Bioinformática auxilia na recuperação de genoma de nova bactéria

Projeto Metazoo que estuda microbiomas do zoológico de São Paulo alcança resultados significativos

A bioinformática se aplica a análise e modelização de dados obtidos em pesquisas biológicas / fonte: reprodução

Por Álvaro Logullo Neto – alvarologullo@gmail.com

A pesquisa em genômica, hoje em dia, é responsável por gerar uma enorme quantidade de dados, o que a torna muito dependente de análises computacionais. Nesse contexto, surgiu a bioinformática, um campo de atuação interdisciplinar e recente que tem por objetivo prover ferramentas computacionais que permitam a análise de dados genômicos em larga escala.

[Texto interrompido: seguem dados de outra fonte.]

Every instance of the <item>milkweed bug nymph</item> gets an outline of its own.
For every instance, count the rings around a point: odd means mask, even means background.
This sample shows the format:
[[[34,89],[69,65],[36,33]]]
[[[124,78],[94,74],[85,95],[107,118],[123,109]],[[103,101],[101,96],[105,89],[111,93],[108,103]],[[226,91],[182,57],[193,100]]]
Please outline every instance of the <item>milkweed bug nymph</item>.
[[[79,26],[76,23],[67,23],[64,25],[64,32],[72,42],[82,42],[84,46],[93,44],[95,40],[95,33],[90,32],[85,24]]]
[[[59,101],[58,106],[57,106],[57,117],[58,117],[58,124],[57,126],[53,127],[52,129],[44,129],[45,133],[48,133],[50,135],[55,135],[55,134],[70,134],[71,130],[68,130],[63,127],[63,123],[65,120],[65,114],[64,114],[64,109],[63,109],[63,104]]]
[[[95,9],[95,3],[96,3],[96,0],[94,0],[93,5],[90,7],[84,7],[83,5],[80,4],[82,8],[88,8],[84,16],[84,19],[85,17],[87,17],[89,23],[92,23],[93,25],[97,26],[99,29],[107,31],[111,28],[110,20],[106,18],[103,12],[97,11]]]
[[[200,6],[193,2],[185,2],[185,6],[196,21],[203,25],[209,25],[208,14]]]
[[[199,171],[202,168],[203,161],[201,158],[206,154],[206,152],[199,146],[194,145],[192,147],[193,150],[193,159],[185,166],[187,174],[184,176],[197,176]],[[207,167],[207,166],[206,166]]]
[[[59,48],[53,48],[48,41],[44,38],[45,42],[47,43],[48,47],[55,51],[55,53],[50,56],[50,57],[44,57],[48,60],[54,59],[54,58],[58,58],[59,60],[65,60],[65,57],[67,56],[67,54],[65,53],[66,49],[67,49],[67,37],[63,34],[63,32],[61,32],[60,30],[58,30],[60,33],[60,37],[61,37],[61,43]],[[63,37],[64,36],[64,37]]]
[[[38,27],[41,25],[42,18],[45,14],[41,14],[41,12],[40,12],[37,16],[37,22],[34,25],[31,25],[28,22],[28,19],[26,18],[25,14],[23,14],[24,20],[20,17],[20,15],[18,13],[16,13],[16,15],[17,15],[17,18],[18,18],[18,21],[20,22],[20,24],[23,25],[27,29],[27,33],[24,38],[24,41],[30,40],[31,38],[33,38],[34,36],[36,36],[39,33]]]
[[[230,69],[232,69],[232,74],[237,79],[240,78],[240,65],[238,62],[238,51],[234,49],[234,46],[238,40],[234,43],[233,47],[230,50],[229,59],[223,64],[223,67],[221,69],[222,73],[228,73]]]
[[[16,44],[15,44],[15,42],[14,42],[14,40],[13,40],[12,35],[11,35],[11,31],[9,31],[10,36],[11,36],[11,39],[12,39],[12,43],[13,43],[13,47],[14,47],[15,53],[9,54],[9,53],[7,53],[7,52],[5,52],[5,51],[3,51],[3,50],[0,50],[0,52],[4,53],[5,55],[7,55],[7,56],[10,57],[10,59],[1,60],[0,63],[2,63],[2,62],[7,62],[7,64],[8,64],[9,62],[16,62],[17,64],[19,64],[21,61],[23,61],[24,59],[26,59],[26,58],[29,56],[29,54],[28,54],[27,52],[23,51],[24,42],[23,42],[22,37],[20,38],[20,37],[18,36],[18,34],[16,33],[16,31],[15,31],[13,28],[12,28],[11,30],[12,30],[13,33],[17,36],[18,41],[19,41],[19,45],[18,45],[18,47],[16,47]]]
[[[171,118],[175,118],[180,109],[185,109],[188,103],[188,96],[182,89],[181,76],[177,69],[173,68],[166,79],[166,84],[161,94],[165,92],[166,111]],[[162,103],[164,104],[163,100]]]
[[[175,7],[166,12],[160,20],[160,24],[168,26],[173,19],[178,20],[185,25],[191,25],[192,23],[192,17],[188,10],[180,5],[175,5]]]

Pioneiro na introdução da área no Brasil, o professor João Carlos Setubal coordena o Laboratório de Bioinformática no Departamento de Bioquímica do Instituto de Química da USP. “A maioria dos professores do departamento possui laboratórios para trabalho experimental. Eles fazem experimentos bioquímicos e de biologia molecular, ao passo que meu laboratório é totalmente computacional”, conta Setubal. “Mas como dados experimentais são fundamentais na bioinformática, é ótimo para mim o ambiente do departamento, pois facilita minha colaboração como meus colegas que têm laboratórios experimentais”.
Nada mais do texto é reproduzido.